The bird of inspiration, the eagle, is about to take flight.
The wings on the head suggest the rapidity of thought or action.
Inside this great palace one sees the latest inventions in machinery.
Ponderous machines capable of shaping tons of metal, great
labor-saving machines, and all sorts of electrical appliances. "Safety
first" is a pronounced feature of this exhibit.

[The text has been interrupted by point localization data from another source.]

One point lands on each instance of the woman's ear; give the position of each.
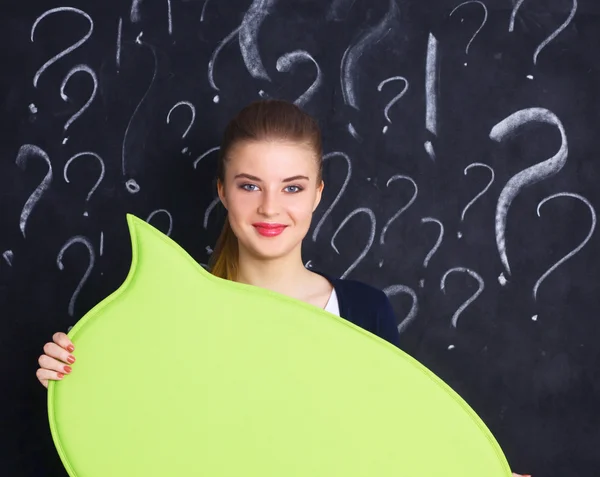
(221, 192)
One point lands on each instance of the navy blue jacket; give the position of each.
(365, 306)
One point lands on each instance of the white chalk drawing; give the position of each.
(402, 209)
(203, 155)
(92, 260)
(353, 132)
(100, 177)
(431, 84)
(576, 249)
(131, 185)
(438, 242)
(430, 150)
(485, 189)
(349, 74)
(167, 213)
(360, 210)
(192, 109)
(339, 194)
(485, 13)
(554, 34)
(431, 92)
(25, 152)
(395, 99)
(526, 177)
(213, 59)
(287, 61)
(65, 97)
(248, 37)
(66, 51)
(464, 306)
(134, 13)
(394, 290)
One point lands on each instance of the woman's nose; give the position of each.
(268, 204)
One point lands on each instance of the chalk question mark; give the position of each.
(401, 210)
(63, 95)
(394, 290)
(66, 51)
(247, 34)
(360, 210)
(287, 61)
(192, 109)
(349, 74)
(526, 177)
(437, 244)
(395, 99)
(480, 27)
(576, 249)
(131, 184)
(100, 177)
(25, 152)
(92, 260)
(167, 213)
(475, 164)
(463, 307)
(339, 194)
(554, 34)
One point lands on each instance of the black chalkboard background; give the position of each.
(527, 362)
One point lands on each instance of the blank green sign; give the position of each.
(180, 373)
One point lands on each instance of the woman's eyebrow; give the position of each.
(258, 179)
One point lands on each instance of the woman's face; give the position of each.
(270, 192)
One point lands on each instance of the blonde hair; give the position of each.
(263, 120)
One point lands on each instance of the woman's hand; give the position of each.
(55, 361)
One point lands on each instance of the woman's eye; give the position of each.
(247, 187)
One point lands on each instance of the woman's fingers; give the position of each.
(62, 340)
(44, 375)
(51, 364)
(55, 351)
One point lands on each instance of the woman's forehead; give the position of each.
(272, 157)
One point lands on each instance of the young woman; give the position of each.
(269, 178)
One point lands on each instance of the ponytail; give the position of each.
(223, 261)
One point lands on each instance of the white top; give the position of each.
(332, 305)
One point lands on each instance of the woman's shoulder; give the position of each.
(366, 306)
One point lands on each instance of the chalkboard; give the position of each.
(460, 166)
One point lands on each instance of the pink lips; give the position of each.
(268, 229)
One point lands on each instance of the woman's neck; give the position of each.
(283, 275)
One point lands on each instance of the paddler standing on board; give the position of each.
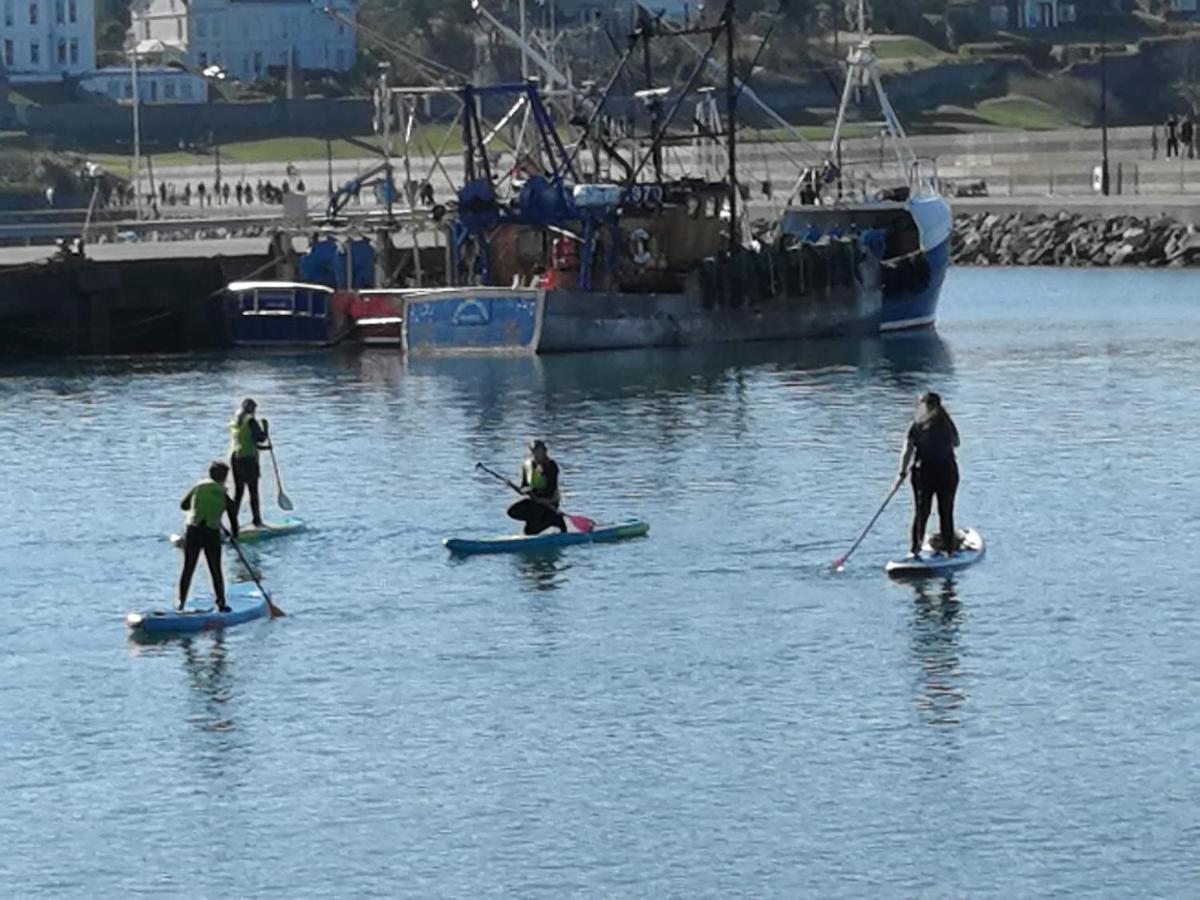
(929, 448)
(205, 504)
(539, 483)
(246, 438)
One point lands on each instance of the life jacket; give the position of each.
(241, 441)
(535, 478)
(208, 505)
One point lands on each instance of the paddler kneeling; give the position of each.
(539, 483)
(204, 504)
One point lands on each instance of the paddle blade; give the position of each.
(582, 523)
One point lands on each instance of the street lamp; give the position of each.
(132, 48)
(1104, 107)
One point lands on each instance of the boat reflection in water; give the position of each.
(936, 623)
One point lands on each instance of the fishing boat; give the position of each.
(285, 313)
(911, 214)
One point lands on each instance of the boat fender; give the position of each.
(640, 246)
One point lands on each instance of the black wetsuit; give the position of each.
(245, 475)
(541, 513)
(935, 473)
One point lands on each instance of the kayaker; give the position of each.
(539, 483)
(929, 449)
(246, 438)
(205, 504)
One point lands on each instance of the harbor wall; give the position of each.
(76, 306)
(1073, 239)
(111, 124)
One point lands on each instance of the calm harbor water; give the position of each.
(705, 713)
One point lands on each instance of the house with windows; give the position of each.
(247, 37)
(47, 40)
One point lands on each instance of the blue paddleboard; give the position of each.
(246, 604)
(930, 564)
(250, 534)
(526, 544)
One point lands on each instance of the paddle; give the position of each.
(838, 564)
(582, 523)
(275, 611)
(281, 499)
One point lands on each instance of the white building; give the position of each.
(46, 40)
(1032, 13)
(245, 37)
(156, 84)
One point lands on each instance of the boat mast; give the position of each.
(731, 114)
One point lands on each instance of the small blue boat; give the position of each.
(539, 543)
(246, 604)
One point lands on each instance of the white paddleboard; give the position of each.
(930, 563)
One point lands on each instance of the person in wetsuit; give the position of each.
(246, 438)
(539, 483)
(929, 455)
(205, 504)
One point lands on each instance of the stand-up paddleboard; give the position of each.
(971, 550)
(246, 604)
(526, 544)
(252, 534)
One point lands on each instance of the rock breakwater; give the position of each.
(1072, 239)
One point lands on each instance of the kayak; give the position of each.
(252, 534)
(971, 550)
(532, 543)
(246, 604)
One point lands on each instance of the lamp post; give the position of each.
(137, 127)
(1104, 107)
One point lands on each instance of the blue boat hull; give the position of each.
(540, 543)
(907, 305)
(245, 601)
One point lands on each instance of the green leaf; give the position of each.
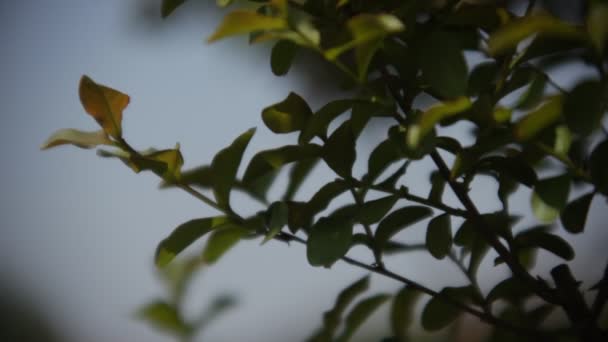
(550, 197)
(534, 94)
(417, 132)
(597, 25)
(225, 165)
(381, 157)
(104, 104)
(281, 58)
(443, 65)
(328, 241)
(541, 239)
(598, 166)
(277, 218)
(538, 119)
(77, 138)
(365, 28)
(360, 313)
(168, 6)
(268, 161)
(183, 236)
(332, 318)
(373, 211)
(221, 241)
(339, 151)
(439, 236)
(399, 219)
(318, 123)
(437, 314)
(574, 216)
(510, 35)
(583, 107)
(402, 311)
(287, 116)
(164, 316)
(243, 21)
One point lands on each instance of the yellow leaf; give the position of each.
(104, 104)
(241, 22)
(76, 138)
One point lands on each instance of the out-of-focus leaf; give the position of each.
(510, 35)
(277, 218)
(538, 238)
(328, 241)
(164, 316)
(417, 132)
(583, 107)
(437, 314)
(365, 28)
(439, 236)
(168, 6)
(373, 211)
(287, 116)
(317, 125)
(402, 311)
(283, 53)
(550, 197)
(360, 312)
(104, 104)
(538, 119)
(598, 166)
(222, 240)
(77, 138)
(267, 161)
(183, 236)
(332, 318)
(443, 65)
(399, 219)
(243, 21)
(225, 165)
(339, 151)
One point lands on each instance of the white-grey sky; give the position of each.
(78, 232)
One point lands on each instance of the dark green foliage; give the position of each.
(404, 63)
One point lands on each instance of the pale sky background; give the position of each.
(79, 232)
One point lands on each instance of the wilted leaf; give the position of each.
(76, 138)
(550, 197)
(328, 241)
(359, 314)
(183, 236)
(399, 219)
(225, 165)
(283, 53)
(242, 21)
(221, 241)
(339, 151)
(104, 104)
(287, 116)
(402, 311)
(439, 236)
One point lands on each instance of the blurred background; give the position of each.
(79, 232)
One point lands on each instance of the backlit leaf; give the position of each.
(77, 138)
(439, 236)
(550, 197)
(104, 104)
(328, 241)
(287, 116)
(225, 165)
(398, 220)
(183, 236)
(243, 21)
(222, 240)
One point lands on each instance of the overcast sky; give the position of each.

Palace of Varied Industries

Architect - W. B. Faville of San Francisco.
The high walls, averaging seventy feet to the cornice, with their
respective buttresses, are strongly suggestive of the California missions
of the eighteenth century.
The "California bear" and the Seal of California are in decorative and
suggestive evidence at the tops of the buttresses.
The green domes on the palace belong to the Byzantine school of
architecture, such domes as one sees in the mosques of Constantinople
and other Mohammedan centers.
The windows seen in the corner towers are the same kind that one sees
used in the majority of mosques.
The beautiful central portal, facing south, is modeled after the Portal of
the Hospice of Santa Cruz at Toledo, Spain.
It is 16th century Spanish Renaissance, known as the Plateresque style
(from platero, silversmith).

The columns suggest a wood origin and look as if they had been turned
in a lathe.
The portal is the color of cork, illuminated here and there with niche
walls of pink, and touches of ultramarine blue.
The fine figure work representing the modern industrial types is by
Ralph Stackpole of Oregon, whose home is now in San Francisco. He
expresses himself most simply and unaffectedly, in clear, broad
treatment, and makes the ordinary workman a man to be honored and
respected.
The upper figures represent an old man handing his burden to a
younger man. The Old World Handing Its Burden to the Younger
World, that is America, is finely suggested.
The keystone figure represents The Power of Industry, the man who
both thinks and uses his hands.
In the tympanum are the types representing the Varied Industries.
In the center is Agriculture representing the food side of life. On the
left a workman, possibly an architect, suggests the refinements of the
varied industries, while on the right one sees the ordinary workman
with his sledge-hammer, bringing to mind the rougher side of industry.
In the left corner a woman with her spindle - a lamb standing near -
recalls the making of textiles. Commerce occupies the right corner,
holding the prow of a vessel with its figurehead.
The Workman with his pick is repeated in the four niches.
The two flanking portals are also in the plateresque style with devices
of this Spanish Renaissance period represented on them.
The shields, or cartouches as they are called, have no special meaning,
being only ornaments of this particular period.
The portals on the east of the Palace of Varied Industries and also of
the Palace of Mines are suggestive of gateways of old Roman walled
cities, like those of Perugia, for instance. This Italian type of portal is
chosen since Machinery Palace opposite is in the Italian style of
architecture.
Notice how the pastel pink accents the portal.
The figure of "The Miner" in the niches is by Albert Weinert, whose
work in the Congressional Library at Washington is well known.
The Palace of Varied Industries has an exhibition of the more refined
manufactures, those articles that are regarded more as luxuries, such as

bronzes, jewelry, silverware, fine pottery, porcelains, rugs, leather work,
silks, etc.
The Palace of Mines deals with the smelting of metals, a fine exhibition
of different ores, and above all "Safety First" in its relation to mines.
The Mines Rescue work is most interesting.